# Upgrading GTX 580 to GTX 780/780 Ti worth it now



## anirudhasarawgi (Jun 15, 2014)

hi,

Upgrading GTX 580 to GTX 780/780 Ti worth it now

help me guys.


----------



## rijinpk1 (Jun 15, 2014)

780ti is almost twice as fast as gtx 580,provided your cpu wont bottleneck. in my opinion, you should wait for the next gen gpus. nevertheless post your complete configuration.


----------



## anirudhasarawgi (Jun 15, 2014)

Intel core i7 930
MSI X58 Pro-E
G.skill 6gb ram
gtx 580
corsair hx620w psu
windows 8.1 pro 64bit


----------



## rijinpk1 (Jun 15, 2014)

i would advice it wait for the next gen gpus.


----------



## rajnusker (Jun 15, 2014)

^When are they releasing?


----------



## rijinpk1 (Jun 15, 2014)

^^ not sure. may be Q1 2015...


----------



## seamon (Jun 15, 2014)

High end Maxwell GPUs should be launched by Q4 2014. However, it will take some time before they arrive in India.


----------



## anirudhasarawgi (Jun 16, 2014)

if i jump to i7 4th gen will it help the gtx 580 to run 6 to 8 months with the new games.


----------



## Nerevarine (Jun 16, 2014)

What games do you normally play and what resolution

I think 580 can handle almost all games as of today at 50+ fps ultra 1080p


----------



## anirudhasarawgi (Jun 16, 2014)

I want to play 

Watch Dogs
Assassin Creed Unity
Battlefield 4/Hardline
COD Advanced Warfare
GTA V

@1080p ultra settings


----------



## rijinpk1 (Jun 16, 2014)

gtx 580 and i7 920 still has got enough juice left. my decision would be to upgrade cpu when broadwell releases and gpu when maxwell releases.


----------



## anirudhasarawgi (Jun 16, 2014)

corsair hx620 dont have 2x8pin for 780 Ti wat2do ?


----------



## rijinpk1 (Jun 16, 2014)

use molex converter. will most probably come with gpu itself.


----------



## harshilsharma63 (Jun 18, 2014)

You can overclock the GPU if you get low FPS.


----------



## anirudhasarawgi (Jun 18, 2014)

I dont overclock


----------



## harshilsharma63 (Jun 18, 2014)

anirudhasarawgi said:


> I dont overclock



Why, what's the problem?


----------



## anirudhasarawgi (Jun 18, 2014)

i never did and the pc is 4yr old so all stuff out of warranty.


----------



## harshilsharma63 (Jun 18, 2014)

anirudhasarawgi said:


> i never did and the pc is 4yr old so all stuff out of warranty.

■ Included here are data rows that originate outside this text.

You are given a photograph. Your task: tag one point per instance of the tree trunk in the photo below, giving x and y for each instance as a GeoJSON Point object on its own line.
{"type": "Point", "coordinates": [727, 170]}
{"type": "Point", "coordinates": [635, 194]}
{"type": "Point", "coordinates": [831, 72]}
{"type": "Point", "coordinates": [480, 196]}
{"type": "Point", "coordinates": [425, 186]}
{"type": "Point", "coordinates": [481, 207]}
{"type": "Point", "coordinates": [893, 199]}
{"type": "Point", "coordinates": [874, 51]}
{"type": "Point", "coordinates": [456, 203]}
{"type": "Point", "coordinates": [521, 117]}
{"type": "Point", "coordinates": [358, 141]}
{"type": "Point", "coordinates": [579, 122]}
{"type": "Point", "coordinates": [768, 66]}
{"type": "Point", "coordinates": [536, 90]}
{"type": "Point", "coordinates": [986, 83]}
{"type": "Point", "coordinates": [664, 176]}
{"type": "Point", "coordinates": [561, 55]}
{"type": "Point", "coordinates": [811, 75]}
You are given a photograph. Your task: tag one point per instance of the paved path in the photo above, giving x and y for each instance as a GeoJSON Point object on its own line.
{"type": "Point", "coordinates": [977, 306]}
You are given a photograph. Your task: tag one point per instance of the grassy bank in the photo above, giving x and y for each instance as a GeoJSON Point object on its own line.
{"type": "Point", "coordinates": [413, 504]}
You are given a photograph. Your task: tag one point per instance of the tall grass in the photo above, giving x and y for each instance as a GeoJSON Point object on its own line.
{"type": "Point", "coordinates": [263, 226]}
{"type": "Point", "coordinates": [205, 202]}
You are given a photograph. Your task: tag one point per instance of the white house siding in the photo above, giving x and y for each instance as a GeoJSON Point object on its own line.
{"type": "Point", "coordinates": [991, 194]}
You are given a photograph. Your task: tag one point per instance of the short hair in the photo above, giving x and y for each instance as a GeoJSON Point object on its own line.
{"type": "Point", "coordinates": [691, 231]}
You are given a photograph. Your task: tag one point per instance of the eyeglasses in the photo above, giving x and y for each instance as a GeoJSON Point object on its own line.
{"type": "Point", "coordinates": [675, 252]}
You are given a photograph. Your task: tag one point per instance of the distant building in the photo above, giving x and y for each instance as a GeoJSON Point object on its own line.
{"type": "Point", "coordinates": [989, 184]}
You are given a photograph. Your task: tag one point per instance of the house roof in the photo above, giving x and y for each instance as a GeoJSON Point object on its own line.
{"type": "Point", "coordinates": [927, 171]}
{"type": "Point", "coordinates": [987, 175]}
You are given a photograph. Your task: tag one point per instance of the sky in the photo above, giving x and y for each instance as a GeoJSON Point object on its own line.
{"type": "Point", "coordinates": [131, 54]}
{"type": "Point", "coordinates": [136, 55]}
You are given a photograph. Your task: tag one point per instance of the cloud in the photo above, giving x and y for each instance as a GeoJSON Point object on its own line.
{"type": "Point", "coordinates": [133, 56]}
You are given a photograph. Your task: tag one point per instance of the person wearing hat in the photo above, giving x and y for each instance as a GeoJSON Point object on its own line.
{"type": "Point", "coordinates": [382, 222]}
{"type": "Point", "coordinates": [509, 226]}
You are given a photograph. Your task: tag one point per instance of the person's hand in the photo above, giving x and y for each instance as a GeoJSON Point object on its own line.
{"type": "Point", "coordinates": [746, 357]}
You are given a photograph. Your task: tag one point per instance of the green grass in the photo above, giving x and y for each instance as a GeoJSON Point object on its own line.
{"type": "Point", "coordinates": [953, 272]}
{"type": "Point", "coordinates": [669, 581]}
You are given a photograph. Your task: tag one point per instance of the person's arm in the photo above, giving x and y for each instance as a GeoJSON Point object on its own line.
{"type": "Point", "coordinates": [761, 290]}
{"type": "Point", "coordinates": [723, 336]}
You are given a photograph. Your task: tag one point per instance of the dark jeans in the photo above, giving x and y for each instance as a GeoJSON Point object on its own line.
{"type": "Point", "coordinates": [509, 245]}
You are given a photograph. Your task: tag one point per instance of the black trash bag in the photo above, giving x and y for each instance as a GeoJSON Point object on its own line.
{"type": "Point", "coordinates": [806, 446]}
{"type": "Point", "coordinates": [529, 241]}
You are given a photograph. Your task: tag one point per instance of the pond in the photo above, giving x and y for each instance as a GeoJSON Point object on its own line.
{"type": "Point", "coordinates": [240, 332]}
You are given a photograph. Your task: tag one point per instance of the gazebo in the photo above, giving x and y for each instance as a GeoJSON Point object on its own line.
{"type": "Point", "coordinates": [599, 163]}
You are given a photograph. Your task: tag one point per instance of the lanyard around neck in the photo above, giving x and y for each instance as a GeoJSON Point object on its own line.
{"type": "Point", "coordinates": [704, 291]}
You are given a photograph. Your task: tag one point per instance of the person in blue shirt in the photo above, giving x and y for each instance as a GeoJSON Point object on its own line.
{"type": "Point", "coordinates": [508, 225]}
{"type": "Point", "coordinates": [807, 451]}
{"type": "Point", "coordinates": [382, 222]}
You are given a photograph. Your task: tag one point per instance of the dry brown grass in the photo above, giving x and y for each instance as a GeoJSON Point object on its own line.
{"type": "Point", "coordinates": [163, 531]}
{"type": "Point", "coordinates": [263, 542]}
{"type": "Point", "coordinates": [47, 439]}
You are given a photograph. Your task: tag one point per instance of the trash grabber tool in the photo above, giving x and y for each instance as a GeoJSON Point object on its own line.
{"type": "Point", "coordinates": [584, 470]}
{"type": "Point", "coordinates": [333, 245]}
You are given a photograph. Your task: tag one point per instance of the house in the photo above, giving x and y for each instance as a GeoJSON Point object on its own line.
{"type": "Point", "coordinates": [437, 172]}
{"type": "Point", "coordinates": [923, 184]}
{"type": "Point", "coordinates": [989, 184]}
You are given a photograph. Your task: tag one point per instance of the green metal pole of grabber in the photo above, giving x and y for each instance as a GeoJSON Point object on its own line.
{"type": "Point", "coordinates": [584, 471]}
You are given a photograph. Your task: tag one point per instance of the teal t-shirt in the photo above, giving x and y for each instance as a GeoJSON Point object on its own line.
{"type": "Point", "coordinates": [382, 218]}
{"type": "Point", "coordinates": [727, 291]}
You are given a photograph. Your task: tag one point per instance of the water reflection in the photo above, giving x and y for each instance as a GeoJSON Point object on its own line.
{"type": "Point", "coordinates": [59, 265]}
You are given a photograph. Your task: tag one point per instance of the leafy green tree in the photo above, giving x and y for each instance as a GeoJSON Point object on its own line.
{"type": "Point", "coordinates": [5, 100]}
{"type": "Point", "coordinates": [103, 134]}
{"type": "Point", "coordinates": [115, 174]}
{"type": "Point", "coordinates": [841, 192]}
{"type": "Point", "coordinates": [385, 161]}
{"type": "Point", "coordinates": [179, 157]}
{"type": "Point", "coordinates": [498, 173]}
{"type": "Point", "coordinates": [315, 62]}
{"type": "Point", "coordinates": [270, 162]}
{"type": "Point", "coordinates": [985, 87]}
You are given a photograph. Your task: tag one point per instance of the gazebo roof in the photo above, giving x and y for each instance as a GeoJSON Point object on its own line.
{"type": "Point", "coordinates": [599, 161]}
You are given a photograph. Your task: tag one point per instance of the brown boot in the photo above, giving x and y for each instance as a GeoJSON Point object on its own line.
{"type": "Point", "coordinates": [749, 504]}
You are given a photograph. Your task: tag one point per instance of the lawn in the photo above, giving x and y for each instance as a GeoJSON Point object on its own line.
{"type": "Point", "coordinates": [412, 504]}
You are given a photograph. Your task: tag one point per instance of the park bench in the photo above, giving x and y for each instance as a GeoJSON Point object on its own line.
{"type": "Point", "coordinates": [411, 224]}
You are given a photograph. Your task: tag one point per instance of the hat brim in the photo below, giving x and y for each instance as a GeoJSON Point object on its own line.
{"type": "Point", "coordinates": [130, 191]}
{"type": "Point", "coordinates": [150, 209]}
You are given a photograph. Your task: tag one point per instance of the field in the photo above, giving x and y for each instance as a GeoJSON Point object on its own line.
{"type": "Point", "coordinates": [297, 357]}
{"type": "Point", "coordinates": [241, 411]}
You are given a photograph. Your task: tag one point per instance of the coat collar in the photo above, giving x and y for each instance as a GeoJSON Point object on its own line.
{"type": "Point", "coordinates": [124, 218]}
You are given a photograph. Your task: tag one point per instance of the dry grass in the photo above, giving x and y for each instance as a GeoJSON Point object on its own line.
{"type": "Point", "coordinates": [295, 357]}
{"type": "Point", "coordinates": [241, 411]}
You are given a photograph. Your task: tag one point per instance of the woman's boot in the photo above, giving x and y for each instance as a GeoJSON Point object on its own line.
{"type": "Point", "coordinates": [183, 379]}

So what? It's not gonna blow the card away. Just read some guides and start away. It's really easy and safe.


----------



## mikael_schiffer (Jun 19, 2014)

Use software based overclocking tools. They are pretty safe. Overcolocking from BIOS and all is a bit risky for novice.


----------



## harshilsharma63 (Jun 19, 2014)

mikael_schiffer said:


> Use software based overclocking tools. They are pretty safe. Overcolocking from BIOS and all is a bit risky for novice.



That's for CPU. You can't overclock discreet graphic card from BIOS.


----------